You see, two years ago I learned this about myself: I can go on a mission trip to China tomorrow if you ask me, but I cannot imagine serving the same people in Singapore for the next 10 years. God knows all these and he said, “You stay.”

When Graham and I got married, I seriously considered changing church.Ā  But by then, what the bible says the church is — a gathering of God’s people around Jesus, a community, a family — has so convicted me that I can no longer naively act on my own impulse. God wants me to be faithful to these people I have known for 10 years. And again, the same conclusion: “You stay.”

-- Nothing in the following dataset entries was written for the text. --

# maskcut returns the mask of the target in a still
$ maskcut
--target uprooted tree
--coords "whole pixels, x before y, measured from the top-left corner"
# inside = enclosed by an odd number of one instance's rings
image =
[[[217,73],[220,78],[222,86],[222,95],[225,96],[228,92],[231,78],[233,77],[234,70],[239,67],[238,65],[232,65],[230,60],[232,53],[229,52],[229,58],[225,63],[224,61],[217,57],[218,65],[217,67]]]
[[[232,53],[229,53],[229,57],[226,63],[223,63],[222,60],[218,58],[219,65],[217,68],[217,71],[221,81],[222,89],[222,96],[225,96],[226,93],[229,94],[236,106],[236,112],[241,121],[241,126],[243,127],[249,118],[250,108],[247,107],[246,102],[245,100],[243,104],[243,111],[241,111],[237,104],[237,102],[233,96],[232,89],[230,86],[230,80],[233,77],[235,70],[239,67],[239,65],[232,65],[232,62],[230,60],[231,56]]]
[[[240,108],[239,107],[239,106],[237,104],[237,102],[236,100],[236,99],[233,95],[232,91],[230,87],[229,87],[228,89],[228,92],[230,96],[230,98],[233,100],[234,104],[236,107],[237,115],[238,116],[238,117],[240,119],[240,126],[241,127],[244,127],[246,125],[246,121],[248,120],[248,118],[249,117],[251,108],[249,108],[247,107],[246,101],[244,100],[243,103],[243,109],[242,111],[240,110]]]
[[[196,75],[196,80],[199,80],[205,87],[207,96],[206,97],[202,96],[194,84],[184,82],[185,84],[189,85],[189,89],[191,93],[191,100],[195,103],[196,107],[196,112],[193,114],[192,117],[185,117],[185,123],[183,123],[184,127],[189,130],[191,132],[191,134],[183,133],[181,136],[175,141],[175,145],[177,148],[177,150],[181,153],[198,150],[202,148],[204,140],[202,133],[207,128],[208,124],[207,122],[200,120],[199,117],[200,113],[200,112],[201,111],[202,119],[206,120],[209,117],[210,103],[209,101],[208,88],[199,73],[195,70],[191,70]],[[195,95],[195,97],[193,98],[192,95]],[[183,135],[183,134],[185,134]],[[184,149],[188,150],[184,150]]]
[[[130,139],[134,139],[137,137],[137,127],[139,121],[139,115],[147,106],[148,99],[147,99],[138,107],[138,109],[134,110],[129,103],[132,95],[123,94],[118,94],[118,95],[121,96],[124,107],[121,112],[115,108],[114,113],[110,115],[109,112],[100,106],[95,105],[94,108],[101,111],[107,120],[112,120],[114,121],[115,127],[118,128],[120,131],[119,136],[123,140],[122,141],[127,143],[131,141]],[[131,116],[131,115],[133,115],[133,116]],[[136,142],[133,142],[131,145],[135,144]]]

When I received the church emailer, I thought: “Well maybe I can just visit them one weekend? It’s not like I am really going to move out.” This was the real battle in my heart: Am I going to do what I want or am I going to obey God (and for now, that means — you got it — to stay!)?

“I’m not done lovin’ these people,” God seems to be saying to me. And for me, that means I have no business going anywhere else except to stay and build his church wherever he wants me to.

So here I am, God’s servant with a wandering heart, a little unwilling like Jonah, but by God’s grace taught to obey.